2012-12-05T16:40:13Z, Kristofer Munsterhjelm:

>       On 12/03/2012 05:53 AM, ⸘Ŭalabio‽ wrote:

>       I only read the beginning of that thread, but it seems they're agreeing 
> with RBJ: Score/Range asks too much of the voter.

        My preferred method is Score-Voting, but I suggested ranked ballots 
with 6 ranks because we have 6 mares running for Best Mare as an acceptable 
alternative.  This is the history:

        We initially used plurality, but it did not work.  The solution is to 
use truncated Borda-Count with 2 ranking with # 1 getting 2 votes and # 2 
getting 1 vote.  I suppose that if this does not work, we can try truncated 
Borda-Count with 3 ranks.  This crazy incrementalism frustrates me.

        If we would use full rankings, we could use Condorcet, Oklahoman 
Electoral Primary-System, and Borda-Count on the output and get 3 full rankings 
as a result.  That would be interesting

>       In any event, their objections (or arguments) seem to be based on the 
> difficulty of answering honestly, not on strategic concerns.

        Yes, these are honest ponies.  I suspect that because of their honesty, 
Borda-Count and Condorcet would both elect the same Best Mare.

>       I'd say there's another method that fits in between and isn't too 
> complex: MJ. MJ doesn't use ratings (and clearly not ratings from -999...999) 
> but grades like "Poor", "Mediocre", "Good", etc.
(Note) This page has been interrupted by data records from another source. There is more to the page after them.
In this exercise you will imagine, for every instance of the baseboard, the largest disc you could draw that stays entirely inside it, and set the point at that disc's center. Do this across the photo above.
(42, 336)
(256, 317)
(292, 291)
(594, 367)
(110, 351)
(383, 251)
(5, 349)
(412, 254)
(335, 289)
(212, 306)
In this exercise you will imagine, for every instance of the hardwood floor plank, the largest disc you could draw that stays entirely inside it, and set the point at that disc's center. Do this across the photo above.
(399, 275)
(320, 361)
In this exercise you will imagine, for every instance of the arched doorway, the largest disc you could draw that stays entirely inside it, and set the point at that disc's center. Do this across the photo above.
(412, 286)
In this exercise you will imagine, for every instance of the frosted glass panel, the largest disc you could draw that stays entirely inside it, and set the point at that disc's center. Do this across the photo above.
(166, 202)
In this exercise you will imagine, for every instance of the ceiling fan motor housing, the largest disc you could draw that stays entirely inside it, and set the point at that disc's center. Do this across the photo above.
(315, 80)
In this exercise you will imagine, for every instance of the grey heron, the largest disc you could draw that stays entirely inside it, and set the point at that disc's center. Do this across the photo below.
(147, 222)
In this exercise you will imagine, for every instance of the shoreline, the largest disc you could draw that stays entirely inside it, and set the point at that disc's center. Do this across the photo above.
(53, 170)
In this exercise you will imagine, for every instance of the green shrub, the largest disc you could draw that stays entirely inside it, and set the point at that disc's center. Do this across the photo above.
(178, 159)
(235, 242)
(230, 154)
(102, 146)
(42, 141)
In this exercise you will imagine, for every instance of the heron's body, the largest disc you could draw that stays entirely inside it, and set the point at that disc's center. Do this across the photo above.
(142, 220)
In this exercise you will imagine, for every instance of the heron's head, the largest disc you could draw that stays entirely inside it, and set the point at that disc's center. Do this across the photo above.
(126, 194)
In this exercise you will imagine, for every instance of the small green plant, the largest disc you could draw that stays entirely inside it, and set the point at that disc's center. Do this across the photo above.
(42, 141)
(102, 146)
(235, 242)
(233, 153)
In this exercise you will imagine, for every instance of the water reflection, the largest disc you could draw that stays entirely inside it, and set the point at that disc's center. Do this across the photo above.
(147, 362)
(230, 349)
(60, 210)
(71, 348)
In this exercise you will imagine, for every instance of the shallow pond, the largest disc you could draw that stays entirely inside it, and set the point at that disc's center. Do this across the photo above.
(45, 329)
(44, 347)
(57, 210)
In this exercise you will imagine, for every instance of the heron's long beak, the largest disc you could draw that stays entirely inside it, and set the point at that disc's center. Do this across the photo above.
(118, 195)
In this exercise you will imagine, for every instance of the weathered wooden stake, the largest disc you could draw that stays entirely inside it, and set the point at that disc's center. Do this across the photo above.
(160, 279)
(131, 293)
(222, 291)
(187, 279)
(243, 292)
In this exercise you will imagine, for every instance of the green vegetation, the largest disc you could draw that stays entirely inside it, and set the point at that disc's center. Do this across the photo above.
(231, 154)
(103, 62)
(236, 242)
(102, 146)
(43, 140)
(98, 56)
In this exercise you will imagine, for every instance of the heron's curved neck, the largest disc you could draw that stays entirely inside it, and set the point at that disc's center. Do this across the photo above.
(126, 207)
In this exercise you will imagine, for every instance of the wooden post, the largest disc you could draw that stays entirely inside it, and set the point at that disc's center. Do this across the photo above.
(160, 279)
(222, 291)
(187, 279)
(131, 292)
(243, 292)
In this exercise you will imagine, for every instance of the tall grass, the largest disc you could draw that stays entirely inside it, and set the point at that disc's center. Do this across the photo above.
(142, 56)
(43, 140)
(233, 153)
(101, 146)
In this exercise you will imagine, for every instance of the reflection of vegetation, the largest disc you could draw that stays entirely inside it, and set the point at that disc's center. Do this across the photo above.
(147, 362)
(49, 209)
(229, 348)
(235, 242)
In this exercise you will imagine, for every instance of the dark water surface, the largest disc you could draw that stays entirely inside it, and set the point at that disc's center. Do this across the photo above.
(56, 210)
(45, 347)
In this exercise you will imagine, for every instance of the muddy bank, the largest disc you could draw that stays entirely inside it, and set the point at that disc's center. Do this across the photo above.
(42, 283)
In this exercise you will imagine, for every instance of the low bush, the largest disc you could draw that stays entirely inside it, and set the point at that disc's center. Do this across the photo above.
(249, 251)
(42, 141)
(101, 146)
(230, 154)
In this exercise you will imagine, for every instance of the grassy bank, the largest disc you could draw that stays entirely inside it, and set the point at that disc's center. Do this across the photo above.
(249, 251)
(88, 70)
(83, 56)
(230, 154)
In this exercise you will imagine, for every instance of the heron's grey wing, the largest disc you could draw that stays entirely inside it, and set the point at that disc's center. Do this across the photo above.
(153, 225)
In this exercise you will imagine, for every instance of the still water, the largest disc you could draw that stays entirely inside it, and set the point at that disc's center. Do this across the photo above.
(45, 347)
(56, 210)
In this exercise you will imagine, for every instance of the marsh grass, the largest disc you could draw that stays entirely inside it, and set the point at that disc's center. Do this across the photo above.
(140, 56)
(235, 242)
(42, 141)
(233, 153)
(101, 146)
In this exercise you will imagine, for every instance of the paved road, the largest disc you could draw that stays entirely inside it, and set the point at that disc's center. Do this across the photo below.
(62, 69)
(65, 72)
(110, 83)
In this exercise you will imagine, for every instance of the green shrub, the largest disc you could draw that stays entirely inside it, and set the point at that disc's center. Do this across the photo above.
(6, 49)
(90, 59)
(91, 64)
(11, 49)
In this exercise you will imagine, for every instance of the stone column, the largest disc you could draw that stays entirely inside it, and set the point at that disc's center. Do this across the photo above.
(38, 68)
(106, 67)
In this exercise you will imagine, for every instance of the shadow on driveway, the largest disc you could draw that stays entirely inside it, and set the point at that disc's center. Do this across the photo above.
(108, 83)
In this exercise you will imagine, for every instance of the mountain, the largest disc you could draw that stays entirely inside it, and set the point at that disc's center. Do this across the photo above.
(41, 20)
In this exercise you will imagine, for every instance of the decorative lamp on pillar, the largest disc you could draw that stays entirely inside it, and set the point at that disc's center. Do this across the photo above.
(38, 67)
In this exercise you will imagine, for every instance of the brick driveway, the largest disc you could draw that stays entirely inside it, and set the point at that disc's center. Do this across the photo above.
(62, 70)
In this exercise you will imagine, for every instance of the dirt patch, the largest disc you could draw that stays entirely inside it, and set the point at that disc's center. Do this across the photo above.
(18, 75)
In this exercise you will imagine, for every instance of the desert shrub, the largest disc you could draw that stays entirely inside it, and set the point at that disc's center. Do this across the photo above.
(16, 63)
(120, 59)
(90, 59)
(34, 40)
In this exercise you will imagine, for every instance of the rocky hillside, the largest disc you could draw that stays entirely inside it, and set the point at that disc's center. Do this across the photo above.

        The thing about Majority-Judgement is that the more detailed it is, the 
less accurate it is.  Still, what Majority-Judgement does is the equivalent of  
filtering out outliners which might change the result:

        We all know the 80%/20%-rule.  This relates to the 1st 
Feigenbaum-Constant 
(4.66920160910299067185320382046620161725818557747576863274565134300413433021131473713868974402394801381716).
  Let us suppose that we rank the mares on scale from negative -99 to positive 
+99, then delete all scores of negative -99 and positive +99, and then remove 
the top 20% of scores for each mare and the bottom 20% of scores for each mare, 
and then average.  The result should be mathematically equivalent to 
Majority-Judgement.

        1 advantage I see to this, is that it should favor centrists as much as 
Borda-Count, but be as resistant to tactical voting as Condorcet and Approval 
Voting.  It is an interesting proposal.

>       And if grading is too hard, then Schulze should work. It's hard to 
> count, but there are websites that will do the actual counting.

        I suggested doing full rankings and doing Borda-Count, Condorcet, and 
Oklahoman Electoral Primary-System on the results.